Depuis, ma curiosité pour cet univers n’a cessé de grandir. Je suis encore en phase d’exploration, mais j’aimerais trouver une manière d’intégrer ces éléments traditionnels dans une démarche artistique contemporaine — les réinterpréter à travers un prisme moderne, tout en conservant leur lien profond au territoire et à la tradition.

Votre intérêt pour l’astrophysique et le cosmos nourrit-il aussi votre créativité ? Comment intégrez-vous ces thèmes dans votre pratique artistique ?
Oui, cela nourrit incontestablement ma créativité. Lorsque je vivais en Angleterre, j’étudiais la métaphysique à l’Université de Londres. J’ai notamment collaboré avec l’astrophysicien Manuel Calderón de la Barca. Cela m’a ouvert les yeux sur une vision du monde radicalement différente. Par exemple, ce que nous percevons comme un paysage solide n’est en réalité qu’un agencement dynamique de particules. La solidité n’est qu’une illusion façonnée par notre perception.

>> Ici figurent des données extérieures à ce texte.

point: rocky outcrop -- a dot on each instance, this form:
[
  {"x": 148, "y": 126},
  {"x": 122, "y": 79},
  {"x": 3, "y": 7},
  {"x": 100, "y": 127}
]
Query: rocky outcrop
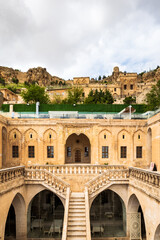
[
  {"x": 8, "y": 74},
  {"x": 39, "y": 75}
]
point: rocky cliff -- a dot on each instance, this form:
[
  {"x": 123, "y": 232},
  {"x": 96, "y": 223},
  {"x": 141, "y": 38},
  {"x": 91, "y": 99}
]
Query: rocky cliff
[{"x": 39, "y": 75}]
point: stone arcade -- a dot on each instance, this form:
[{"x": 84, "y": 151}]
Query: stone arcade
[{"x": 79, "y": 179}]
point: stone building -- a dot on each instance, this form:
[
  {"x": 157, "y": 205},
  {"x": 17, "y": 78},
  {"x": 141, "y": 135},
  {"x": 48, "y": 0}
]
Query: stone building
[
  {"x": 120, "y": 84},
  {"x": 80, "y": 179}
]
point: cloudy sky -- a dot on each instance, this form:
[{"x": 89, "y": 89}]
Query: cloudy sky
[{"x": 80, "y": 37}]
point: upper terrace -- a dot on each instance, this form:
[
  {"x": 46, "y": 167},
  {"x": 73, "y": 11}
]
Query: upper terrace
[{"x": 76, "y": 111}]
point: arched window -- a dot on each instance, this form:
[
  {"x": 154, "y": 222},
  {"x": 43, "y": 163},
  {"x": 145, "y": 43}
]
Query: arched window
[
  {"x": 45, "y": 216},
  {"x": 108, "y": 215}
]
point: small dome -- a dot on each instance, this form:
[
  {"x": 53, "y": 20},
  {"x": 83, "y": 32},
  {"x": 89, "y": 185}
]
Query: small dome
[{"x": 116, "y": 69}]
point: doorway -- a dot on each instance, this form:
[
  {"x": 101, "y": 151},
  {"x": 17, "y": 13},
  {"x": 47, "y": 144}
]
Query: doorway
[{"x": 77, "y": 156}]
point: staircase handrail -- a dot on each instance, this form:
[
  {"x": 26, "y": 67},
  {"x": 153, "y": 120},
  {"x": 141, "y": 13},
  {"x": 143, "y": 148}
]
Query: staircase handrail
[
  {"x": 65, "y": 222},
  {"x": 8, "y": 174},
  {"x": 106, "y": 177},
  {"x": 48, "y": 178},
  {"x": 87, "y": 208}
]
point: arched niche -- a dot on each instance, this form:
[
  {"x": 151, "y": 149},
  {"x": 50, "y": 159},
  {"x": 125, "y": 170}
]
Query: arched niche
[
  {"x": 16, "y": 220},
  {"x": 45, "y": 216},
  {"x": 10, "y": 228},
  {"x": 157, "y": 233},
  {"x": 105, "y": 146},
  {"x": 15, "y": 144},
  {"x": 4, "y": 146},
  {"x": 108, "y": 215},
  {"x": 149, "y": 146},
  {"x": 31, "y": 146},
  {"x": 124, "y": 146},
  {"x": 134, "y": 207},
  {"x": 77, "y": 149},
  {"x": 50, "y": 146}
]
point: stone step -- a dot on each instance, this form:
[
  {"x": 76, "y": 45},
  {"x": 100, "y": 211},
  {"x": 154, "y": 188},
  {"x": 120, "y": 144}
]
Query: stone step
[
  {"x": 76, "y": 214},
  {"x": 77, "y": 203},
  {"x": 77, "y": 200},
  {"x": 76, "y": 234},
  {"x": 77, "y": 194},
  {"x": 76, "y": 223},
  {"x": 76, "y": 228},
  {"x": 77, "y": 206},
  {"x": 76, "y": 219},
  {"x": 76, "y": 210}
]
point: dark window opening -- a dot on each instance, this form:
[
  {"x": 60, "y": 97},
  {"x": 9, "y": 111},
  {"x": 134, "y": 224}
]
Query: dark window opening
[
  {"x": 31, "y": 151},
  {"x": 50, "y": 152},
  {"x": 68, "y": 151},
  {"x": 86, "y": 152},
  {"x": 105, "y": 151},
  {"x": 15, "y": 152},
  {"x": 123, "y": 152},
  {"x": 139, "y": 152}
]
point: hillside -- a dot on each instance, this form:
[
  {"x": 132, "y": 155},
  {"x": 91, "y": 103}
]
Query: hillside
[{"x": 39, "y": 75}]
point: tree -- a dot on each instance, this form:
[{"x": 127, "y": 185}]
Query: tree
[
  {"x": 35, "y": 93},
  {"x": 99, "y": 97},
  {"x": 2, "y": 81},
  {"x": 129, "y": 100},
  {"x": 153, "y": 97},
  {"x": 15, "y": 80},
  {"x": 74, "y": 96}
]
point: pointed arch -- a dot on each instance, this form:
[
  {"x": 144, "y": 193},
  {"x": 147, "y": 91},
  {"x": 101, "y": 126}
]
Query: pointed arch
[
  {"x": 75, "y": 143},
  {"x": 135, "y": 206},
  {"x": 105, "y": 146},
  {"x": 17, "y": 206},
  {"x": 48, "y": 212},
  {"x": 108, "y": 210},
  {"x": 4, "y": 146}
]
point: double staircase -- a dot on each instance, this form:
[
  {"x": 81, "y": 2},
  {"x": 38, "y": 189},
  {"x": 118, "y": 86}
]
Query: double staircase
[{"x": 76, "y": 217}]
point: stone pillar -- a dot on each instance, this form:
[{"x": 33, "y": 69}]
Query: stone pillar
[{"x": 21, "y": 226}]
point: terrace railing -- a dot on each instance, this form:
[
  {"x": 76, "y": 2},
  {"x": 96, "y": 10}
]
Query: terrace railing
[
  {"x": 9, "y": 174},
  {"x": 77, "y": 168},
  {"x": 105, "y": 179},
  {"x": 47, "y": 179},
  {"x": 146, "y": 176}
]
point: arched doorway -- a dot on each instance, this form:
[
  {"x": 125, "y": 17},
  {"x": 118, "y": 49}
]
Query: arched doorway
[
  {"x": 157, "y": 233},
  {"x": 108, "y": 216},
  {"x": 16, "y": 222},
  {"x": 149, "y": 146},
  {"x": 10, "y": 229},
  {"x": 45, "y": 216},
  {"x": 77, "y": 149},
  {"x": 135, "y": 209},
  {"x": 4, "y": 146}
]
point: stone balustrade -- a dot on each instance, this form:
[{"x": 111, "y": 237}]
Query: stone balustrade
[
  {"x": 9, "y": 174},
  {"x": 146, "y": 176},
  {"x": 106, "y": 178},
  {"x": 47, "y": 178},
  {"x": 77, "y": 168}
]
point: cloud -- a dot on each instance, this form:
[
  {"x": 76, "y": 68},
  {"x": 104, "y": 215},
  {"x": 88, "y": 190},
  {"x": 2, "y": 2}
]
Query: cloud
[{"x": 80, "y": 38}]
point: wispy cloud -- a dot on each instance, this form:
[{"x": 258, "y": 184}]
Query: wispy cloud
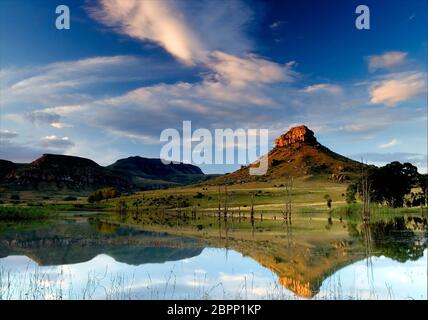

Explorer ces concepts m’amène à penser différemment. Ils m’incitent à aborder des sujets familiers — comme les paysages — sous un angle nouveau, et à m’interroger sur les couches invisibles de réalité qui se déploient sous la surface du visible.
Corinne Weidmann : l’art comme rappel, la vie comme engagement
Vous êtes une artiste fortement engagée dans la défense du climat. Comment votre art contribue-t-il concrètement à la sensibilisation aux questions environnementales ?
En réalité, mon engagement principal ne passe pas directement par mon art. L’art, à lui seul, ne peut pas résoudre les problèmes — il reste une interprétation visuelle, une manière de célébrer la beauté du paysage. Peut-être qu’il agit comme un rappel, une alerte silencieuse face à la perte possible de cette beauté.
Mais au-delà de l’expression artistique, mon engagement est plus personnel et concret. J’essaie de vivre en accord avec mes convictions écologiques : je prends les transports en commun, j’évite de prendre l’avion, et je m’efforce au quotidien de réduire mon impact environnemental.
Quant à mon art, je n’ai pas encore trouvé comment l’intégrer à une forme d’activisme qui pourrait véritablement générer du changement. Il agit peut-être comme un rappel discret — mais je reste lucide : seul, il ne suffit pas à infléchir le cours des choses.
Comment aimeriez-vous que vos spectateurs se sentent ou réfléchissent lorsqu’ils se trouvent devant votre œuvre ?
Je ne sais pas s’il s’agit véritablement d’une émotion, mais ce que je ressens souvent, c’est un profond sentiment d’appartenance à la nature. Une présence calme, enracinée — la sensation de faire partie de quelque chose de plus vaste que soi.
Lorsque je suis dans la nature, je réalise à quel point elle nourrit un sentiment de plénitude. Et dans cet état, on cesse de désirer des choses superflues. On n’est plus attiré par les distractions ou les désirs qui, au fond, n’ont pas tant d’importance. Il y a une forme de simplicité dans ce lien — et une certaine clarté. C’est cette sensation que j’essaie de transmettre à travers mon art.
À travers ses peintures vibrantes et colorées, Corinne Weidmann révèle des paysages empreints d’émotion. De la Suisse au Costa Rica, son parcours interculturel a profondément façonné sa vision artistique. Sa quête créative dépasse les frontières, puisant dans la richesse des mondes qu’elle a traversés. Je vous invite à contempler la beauté intemporelle de la nature à travers l’œuvre de Corinne Weidmann.